On the left indeed is a marvellous piece of grass, Tower Green, between the pretty late perpendicular flank of the Chapel of St Peter ad Vincula at the north end and the inner façade of the Queen’s House at the south; it looks at first most restfully picturesque, timber-framing giving way to seventeenth-century prime brick, like an extract from a cathedral precinct, with a dapple of light and translucent green. But part of this is the old burial ground; under it still lie perhaps the chopped bodies, and Macaulay said of it that there “was no sadder place on earth”.

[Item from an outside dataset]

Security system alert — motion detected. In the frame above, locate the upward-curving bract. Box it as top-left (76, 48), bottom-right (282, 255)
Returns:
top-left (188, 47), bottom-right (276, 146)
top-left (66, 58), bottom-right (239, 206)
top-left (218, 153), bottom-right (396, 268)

Chapter Two, The Tower and Tower Hill, p. 30.

On Soho:

Take any of the three famous culinary streets that run parallel northwards, Dean, Frith or Greek, and you are at once in another country. Most noticeable first is perhaps the scale, for Soho’s unit is still that of the two or three bay, three or four storey, dwelling house, very astonishing to find at the centre of a great capital city, and still reflecting the original lay-out of the area mostly in the 1680s, though the fabric is predominantly eighteenth century or early nineteenth. At the first crossing (Romily Street) pause and look up, left: do this preferably (perhaps before or after eating at Kettner’s, founded in 1868, where though in culinary respects it is now devoted to the pizza and the hamburger, champagne is still dispensed in quantities, to the sound of a cocktail piano) in a warm hazy London dusk when the sky is green, and against it the weird tower of St Anne’s of Soho makes its hauntingly exotic silhouette, almost Russian, bulbous under its dark lead spire.

Chapter Four, Leicester Square and Soho, p. 56.

On Westminster Abbey:

I wonder how many of the thousands who visit think of the church as still active. The great ceremonies of state, of course, are known to the nation via television even if few are privileged to go in person; but the church is also daily alive with prayer and song. Its status is odd; it has neither parish nor bishop but is, like St George’s at Windsor, a ‘royal peculiar’, its Dean responsible only to (after God) the Crown. But to hear, at evensong, from somewhere in the Abbey’s depth a prayer intoned by a single voice, to hear it rise, lonely, almost as if groping against the immensity of the building, then to hear the lift and surge of the choir, music flooding to the vault – this is to have the building’s fabric as if lit, redefined by some other sunshine.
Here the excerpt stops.